{"title":"Logistic Regression Model for Loan Prediction: A Machine Learning Approach","authors":"Richa Manglani, Anuja Bokhare","doi":"10.1109/ETI4.051663.2021.9619201","DOIUrl":null,"url":null,"abstract":"With the advance in the banking space, many individual’s area unit putting up for loans however the banks have its own restricted resources that it must permit to restricted people simply, therefore discovering to whom the advance is conceded which will be a more secure choice for the bank is a normal interaction. Therefore in this study, an attempt to reduce this risk issue behind selecting the protected individual to avoid wasting different bank endeavors and resources.

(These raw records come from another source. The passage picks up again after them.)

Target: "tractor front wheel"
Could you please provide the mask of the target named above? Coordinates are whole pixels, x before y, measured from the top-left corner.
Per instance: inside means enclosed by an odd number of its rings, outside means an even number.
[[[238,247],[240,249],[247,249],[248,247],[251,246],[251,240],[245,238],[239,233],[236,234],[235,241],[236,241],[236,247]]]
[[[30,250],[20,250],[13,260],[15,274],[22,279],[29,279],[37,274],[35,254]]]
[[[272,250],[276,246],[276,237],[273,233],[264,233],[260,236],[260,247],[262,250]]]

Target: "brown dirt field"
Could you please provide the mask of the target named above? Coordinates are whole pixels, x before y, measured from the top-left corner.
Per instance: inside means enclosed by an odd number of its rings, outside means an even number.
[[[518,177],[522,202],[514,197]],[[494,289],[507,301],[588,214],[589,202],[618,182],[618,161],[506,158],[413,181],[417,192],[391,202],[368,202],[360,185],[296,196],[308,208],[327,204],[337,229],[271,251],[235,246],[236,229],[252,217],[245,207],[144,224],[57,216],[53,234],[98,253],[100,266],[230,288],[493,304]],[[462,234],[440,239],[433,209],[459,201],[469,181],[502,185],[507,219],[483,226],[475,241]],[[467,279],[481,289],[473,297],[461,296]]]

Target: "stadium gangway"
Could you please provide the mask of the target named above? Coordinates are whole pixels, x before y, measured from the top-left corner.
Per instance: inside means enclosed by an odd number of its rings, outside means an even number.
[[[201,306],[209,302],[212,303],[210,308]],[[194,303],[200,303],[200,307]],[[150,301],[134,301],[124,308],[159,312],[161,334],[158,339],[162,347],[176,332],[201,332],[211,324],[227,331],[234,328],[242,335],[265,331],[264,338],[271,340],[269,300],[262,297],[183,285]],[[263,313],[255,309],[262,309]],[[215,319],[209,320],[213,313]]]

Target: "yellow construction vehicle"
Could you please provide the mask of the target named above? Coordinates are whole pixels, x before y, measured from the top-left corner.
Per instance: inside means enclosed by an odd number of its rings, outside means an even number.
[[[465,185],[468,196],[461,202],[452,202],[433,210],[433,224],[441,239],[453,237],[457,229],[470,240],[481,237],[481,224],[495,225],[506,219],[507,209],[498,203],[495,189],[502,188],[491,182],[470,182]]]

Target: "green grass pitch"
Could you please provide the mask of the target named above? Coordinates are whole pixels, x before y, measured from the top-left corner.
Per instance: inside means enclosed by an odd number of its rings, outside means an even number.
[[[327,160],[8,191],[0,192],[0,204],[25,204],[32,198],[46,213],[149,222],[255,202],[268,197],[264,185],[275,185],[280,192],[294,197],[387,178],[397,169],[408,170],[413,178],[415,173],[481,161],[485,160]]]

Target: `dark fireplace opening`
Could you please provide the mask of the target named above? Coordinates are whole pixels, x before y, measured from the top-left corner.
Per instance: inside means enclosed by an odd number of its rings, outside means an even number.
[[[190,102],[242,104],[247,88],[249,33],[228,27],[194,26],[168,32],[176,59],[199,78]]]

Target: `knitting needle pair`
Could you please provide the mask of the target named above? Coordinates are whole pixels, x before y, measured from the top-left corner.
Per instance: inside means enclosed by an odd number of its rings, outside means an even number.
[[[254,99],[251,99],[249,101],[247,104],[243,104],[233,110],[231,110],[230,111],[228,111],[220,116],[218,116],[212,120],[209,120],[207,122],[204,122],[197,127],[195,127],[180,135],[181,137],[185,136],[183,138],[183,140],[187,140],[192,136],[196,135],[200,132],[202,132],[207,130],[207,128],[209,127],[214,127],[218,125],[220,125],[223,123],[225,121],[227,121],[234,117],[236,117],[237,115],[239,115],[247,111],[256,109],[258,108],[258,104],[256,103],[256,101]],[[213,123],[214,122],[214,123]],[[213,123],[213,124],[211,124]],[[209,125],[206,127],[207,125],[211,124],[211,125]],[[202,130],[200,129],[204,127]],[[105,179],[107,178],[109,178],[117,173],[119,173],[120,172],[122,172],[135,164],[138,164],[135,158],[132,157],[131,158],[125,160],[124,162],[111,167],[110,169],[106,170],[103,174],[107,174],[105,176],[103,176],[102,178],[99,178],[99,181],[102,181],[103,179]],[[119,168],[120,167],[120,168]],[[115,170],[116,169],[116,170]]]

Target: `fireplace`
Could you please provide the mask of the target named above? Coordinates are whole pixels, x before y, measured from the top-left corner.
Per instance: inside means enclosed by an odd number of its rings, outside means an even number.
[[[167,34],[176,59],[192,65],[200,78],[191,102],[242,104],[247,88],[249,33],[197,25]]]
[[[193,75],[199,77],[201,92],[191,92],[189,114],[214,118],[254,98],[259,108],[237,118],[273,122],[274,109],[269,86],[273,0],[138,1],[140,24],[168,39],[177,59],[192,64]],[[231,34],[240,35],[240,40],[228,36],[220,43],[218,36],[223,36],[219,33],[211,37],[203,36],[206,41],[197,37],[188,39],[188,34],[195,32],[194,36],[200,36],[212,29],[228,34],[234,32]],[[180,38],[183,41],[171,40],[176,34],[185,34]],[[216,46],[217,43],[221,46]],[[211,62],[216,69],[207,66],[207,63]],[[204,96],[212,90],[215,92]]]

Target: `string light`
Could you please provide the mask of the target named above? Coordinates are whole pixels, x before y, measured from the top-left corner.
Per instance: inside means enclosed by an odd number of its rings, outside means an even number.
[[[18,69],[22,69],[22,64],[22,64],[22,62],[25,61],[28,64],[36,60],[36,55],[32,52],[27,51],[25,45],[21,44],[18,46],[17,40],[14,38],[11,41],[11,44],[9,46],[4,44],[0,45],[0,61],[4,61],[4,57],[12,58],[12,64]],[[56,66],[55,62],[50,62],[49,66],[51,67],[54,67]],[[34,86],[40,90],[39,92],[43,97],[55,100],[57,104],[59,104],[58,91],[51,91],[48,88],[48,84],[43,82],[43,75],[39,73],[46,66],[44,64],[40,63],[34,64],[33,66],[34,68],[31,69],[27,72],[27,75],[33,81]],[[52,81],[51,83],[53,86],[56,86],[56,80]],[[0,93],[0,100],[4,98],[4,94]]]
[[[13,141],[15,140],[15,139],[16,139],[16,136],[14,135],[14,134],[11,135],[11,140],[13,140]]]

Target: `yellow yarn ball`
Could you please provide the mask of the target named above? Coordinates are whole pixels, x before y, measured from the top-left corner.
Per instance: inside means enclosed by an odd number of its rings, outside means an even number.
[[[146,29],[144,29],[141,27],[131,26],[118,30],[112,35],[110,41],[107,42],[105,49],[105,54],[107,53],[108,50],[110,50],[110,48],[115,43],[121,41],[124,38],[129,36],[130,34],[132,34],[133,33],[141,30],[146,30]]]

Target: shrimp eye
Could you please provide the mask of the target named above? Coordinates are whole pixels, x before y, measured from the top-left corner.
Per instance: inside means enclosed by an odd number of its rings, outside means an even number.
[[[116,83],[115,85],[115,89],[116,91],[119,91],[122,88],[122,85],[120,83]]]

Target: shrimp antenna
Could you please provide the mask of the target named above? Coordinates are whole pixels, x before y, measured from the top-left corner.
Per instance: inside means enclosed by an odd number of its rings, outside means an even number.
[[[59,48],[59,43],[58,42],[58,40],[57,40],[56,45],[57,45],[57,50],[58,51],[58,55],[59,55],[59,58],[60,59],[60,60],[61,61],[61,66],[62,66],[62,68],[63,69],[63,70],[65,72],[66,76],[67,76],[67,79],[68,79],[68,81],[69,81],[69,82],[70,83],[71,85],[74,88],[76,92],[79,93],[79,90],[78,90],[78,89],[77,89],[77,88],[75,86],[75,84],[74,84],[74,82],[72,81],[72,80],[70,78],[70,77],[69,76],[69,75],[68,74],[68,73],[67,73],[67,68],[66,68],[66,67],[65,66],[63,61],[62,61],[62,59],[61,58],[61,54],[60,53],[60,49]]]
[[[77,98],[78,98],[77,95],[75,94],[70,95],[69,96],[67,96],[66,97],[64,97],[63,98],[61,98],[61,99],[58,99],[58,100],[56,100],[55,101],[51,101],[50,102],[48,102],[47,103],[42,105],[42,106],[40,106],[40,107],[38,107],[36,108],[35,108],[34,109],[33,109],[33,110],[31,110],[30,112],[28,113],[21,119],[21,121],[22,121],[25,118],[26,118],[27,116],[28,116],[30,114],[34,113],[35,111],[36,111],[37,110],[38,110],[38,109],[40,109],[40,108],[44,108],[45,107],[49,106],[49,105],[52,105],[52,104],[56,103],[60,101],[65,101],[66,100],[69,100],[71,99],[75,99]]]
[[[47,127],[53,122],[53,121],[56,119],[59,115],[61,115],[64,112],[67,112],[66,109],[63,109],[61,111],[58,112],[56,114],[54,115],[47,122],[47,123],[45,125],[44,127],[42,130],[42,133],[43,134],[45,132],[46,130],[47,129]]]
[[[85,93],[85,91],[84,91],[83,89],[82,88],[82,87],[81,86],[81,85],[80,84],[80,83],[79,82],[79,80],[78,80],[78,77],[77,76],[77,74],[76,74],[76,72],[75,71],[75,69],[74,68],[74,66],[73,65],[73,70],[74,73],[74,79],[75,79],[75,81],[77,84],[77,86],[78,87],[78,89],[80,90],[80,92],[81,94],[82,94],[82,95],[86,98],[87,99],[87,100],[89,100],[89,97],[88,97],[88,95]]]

This can be finished by extracting the info of the records of people to whom the credit was conceded antecedently and supported. These records/encounters the machine was ready to utilize the AI model which provides the foremost precise outcome. The main goal of this study to anticipate whether or not delegating the loan to a selected individual are protected or not. During this study foresee the loan knowledge by utilizing machine learning algorithms that area unit logistical regression. Loan prediction is an extremely basic life issue that every genuine bank faces a minimum of once in its period. If done effectively, it will save loads of manhours at the top of a retail bank.","PeriodicalId":129682,"journal":{"name":"2021 Emerging Trends in Industry 4.0 (ETI 4.0)","volume":"21 1","pages":"0"},"PeriodicalIF":0.0000,"publicationDate":"2021-05-19","publicationTypes":"Journal Article","fieldsOfStudy":null,"isOpenAccess":false,"openAccessPdf":"","citationCount":"1","resultStr":null,"platform":"Semanticscholar","paperid":null,"PeriodicalName":"2021 Emerging Trends in Industry 4.0 (ETI 4.0)","FirstCategoryId":"1085","ListUrlMain":"https://doi.org/10.1109/ETI4.051663.2021.9619201","RegionNum":0,"RegionCategory":null,"ArticlePicture":[],"TitleCN":null,"AbstractTextCN":null,"PMCID":null,"EPubDate":"","PubModel":"","JCR":"","JCRName":"","Score":null,"Total":0}
引用次数: 1
Abstract
With the advance in the banking space, many individual’s area unit putting up for loans however the banks have its own restricted resources that it must permit to restricted people simply, therefore discovering to whom the advance is conceded which will be a more secure choice for the bank is a normal interaction. Therefore in this study, an attempt to reduce this risk issue behind selecting the protected individual to avoid wasting different bank endeavors and resources. This can be finished by extracting the info of the records of people to whom the credit was conceded antecedently and supported. These records/encounters the machine was ready to utilize the AI model which provides the foremost precise outcome. The main goal of this study to anticipate whether or not delegating the loan to a selected individual are protected or not. During this study foresee the loan knowledge by utilizing machine learning algorithms that area unit logistical regression. Loan prediction is an extremely basic life issue that every genuine bank faces a minimum of once in its period. If done effectively, it will save loads of manhours at the top of a retail bank.